I met Dustin at Westmoreland Park in west Eugene. He was holding a stack of putting discs and throwing them into the chains of a basket one by one. After greeting each other we walked over to a concrete runway and teed off. The first hole consisted of two parallel rows of pines that went down the left and right sides of the fairway for about 75 feet. The basket was centered just beyond the pines. Dustin came down the runway and let his disc fly; it sailed to the left of the pines in a wide arc and then curved back to the right and landed near the basket. I was amazed. I had played a few games of Disc Golf before and never seen anything like that.
Dustin first picked up a disc in 2005. He had no clue that competitive Disc Golf existed until 2007 when a friend dragged him to a tournament in Sisters where he placed 8th in an intermediate-level tournament. “Ever since then I’ve been hooked,” he said.
Dustin spends 10 to 15 hours a week working on his game. Although Dustin is a laid back, soft spoken guy, he is very competitive, and he means business when he plays. You can see the intensity in his eyes when he’s putting. Yes, they putt in disc golf too. He’s always working to get ready for his next tournament.

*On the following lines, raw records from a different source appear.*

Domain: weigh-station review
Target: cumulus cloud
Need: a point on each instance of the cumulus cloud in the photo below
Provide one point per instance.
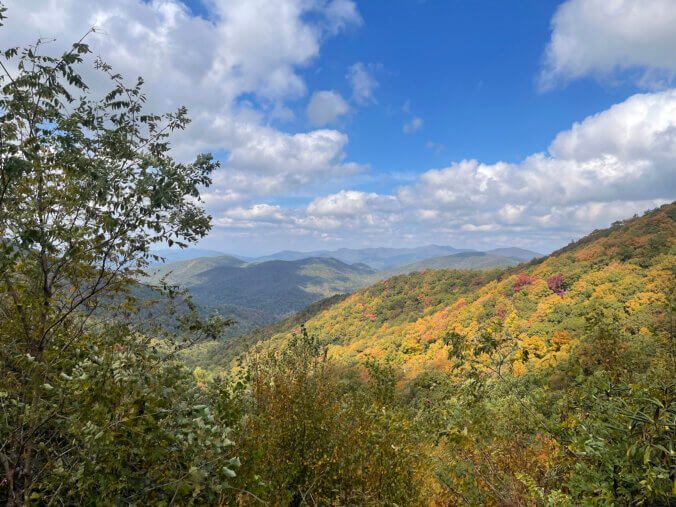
(325, 107)
(601, 37)
(235, 71)
(606, 167)
(351, 202)
(363, 83)
(413, 125)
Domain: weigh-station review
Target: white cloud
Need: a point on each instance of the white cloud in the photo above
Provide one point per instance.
(413, 125)
(235, 72)
(363, 83)
(325, 107)
(350, 202)
(602, 37)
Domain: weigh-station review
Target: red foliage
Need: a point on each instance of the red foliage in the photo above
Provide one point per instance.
(556, 284)
(371, 316)
(522, 279)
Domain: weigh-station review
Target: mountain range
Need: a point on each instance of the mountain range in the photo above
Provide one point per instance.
(412, 319)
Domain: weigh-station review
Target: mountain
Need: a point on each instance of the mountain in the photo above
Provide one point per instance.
(258, 294)
(377, 258)
(463, 260)
(544, 304)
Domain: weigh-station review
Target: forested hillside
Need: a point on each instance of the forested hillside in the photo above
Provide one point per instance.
(546, 383)
(257, 294)
(413, 319)
(550, 383)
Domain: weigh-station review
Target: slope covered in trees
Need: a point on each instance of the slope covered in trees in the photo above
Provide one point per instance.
(411, 319)
(257, 294)
(550, 383)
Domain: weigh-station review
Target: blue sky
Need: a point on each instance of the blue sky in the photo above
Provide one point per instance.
(348, 124)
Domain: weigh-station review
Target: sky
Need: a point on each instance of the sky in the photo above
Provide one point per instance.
(338, 123)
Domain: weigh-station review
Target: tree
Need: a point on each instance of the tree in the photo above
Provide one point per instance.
(87, 185)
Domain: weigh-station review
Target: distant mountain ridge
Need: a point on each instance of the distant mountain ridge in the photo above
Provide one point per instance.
(256, 294)
(261, 292)
(408, 318)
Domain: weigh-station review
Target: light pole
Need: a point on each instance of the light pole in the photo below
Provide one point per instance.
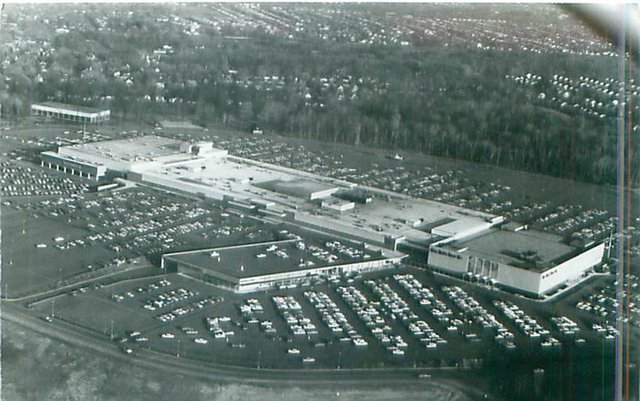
(259, 355)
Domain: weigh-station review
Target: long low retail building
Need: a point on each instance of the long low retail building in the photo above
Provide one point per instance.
(262, 266)
(70, 112)
(526, 261)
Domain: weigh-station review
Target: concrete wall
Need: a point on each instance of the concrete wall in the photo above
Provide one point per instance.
(448, 263)
(519, 279)
(571, 269)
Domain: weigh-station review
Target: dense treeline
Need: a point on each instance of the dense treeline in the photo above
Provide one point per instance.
(443, 101)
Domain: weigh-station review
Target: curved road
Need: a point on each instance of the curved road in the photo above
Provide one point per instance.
(231, 374)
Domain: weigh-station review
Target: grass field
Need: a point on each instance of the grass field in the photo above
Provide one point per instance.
(251, 347)
(37, 368)
(26, 267)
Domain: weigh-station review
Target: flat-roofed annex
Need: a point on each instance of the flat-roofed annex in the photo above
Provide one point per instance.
(504, 246)
(262, 259)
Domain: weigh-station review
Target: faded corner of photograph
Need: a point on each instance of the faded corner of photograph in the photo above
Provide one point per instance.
(319, 201)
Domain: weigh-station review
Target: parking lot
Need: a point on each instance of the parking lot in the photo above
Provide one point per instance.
(401, 317)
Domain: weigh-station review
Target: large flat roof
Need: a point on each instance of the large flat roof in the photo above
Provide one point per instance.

He recently returned from a trip to the Monteray Bay in California where he competed in the Pro Disc Golf Association’s (PDGA) World Championships. Since he isn’t sponsored he used his financial aide money to finance his trip to the 5-day tournament. He missed the final cut by two strokes so he wasn’t able to golf the last day, but he did walk away with some prize money for placing seventy second: “I got 30 dollars,” he said.
Aside from being a profession athlete Dustin could be considered a model citizen of Eugene. He is studying renewable energy at LCC and loves the outdoors. He has no car, so he rides a custom made chopper-style bike painted in Oregon Ducks colors, everywhere he goes. He even enjoys a round of “Ball Golf” every now and then (Ball Golf is a term he uses for traditional golf).
Although Dustin loves Eugene, he may have to relocate someday. He feels that the Disc Golf in Eugene is holding him back. There aren’t enough courses and the two courses in Eugene have their own problems.
There are only 3 baskets at Sladden Park in the Whitaker neighborhood, so it’s just too small. Westmoreland Park, which is Eugene’s largest Disc Golf course only has 10 baskets and one of them is a putting basket. The biggest problem with Westmoreland is that it was built upon an old airstrip, which was converted into a garbage dump, before becoming a park. This causes serious drainage problems that turns the park into a muddy mess during Oregon’s rainy winters. Dustin doesn’t even bother playing there in the winter because it gets so swampy. Dustin often relies on friends to give him rides to different courses all over western Oregon.
Dustin thrives on the competition that Disc Golf challenges him with. He’s played team sports but he feels that this sport is between him and the course, he can’t blame anybody else, and he likes it that way. His goal is to win the PDGA World Championship someday, but he also believes in setting realistic goals. He knows that won’t happen for a few years at least, so he is currently working on getting sponsored for next summer.
After finishing 9 holes I thanked Dustin for coaching me. My ability to throw a disc had improved drastically. His cell phone went off and he answered it; it was a brief conversation and when he hung up his face lit up, “I’m going to the best Disc Golf course in the world, well its considered one of the top two.” He jumped on his bike and started peddling home. His friend would be picking him up so they could go Disc Golfing at Milo McIver State Park near Estacada.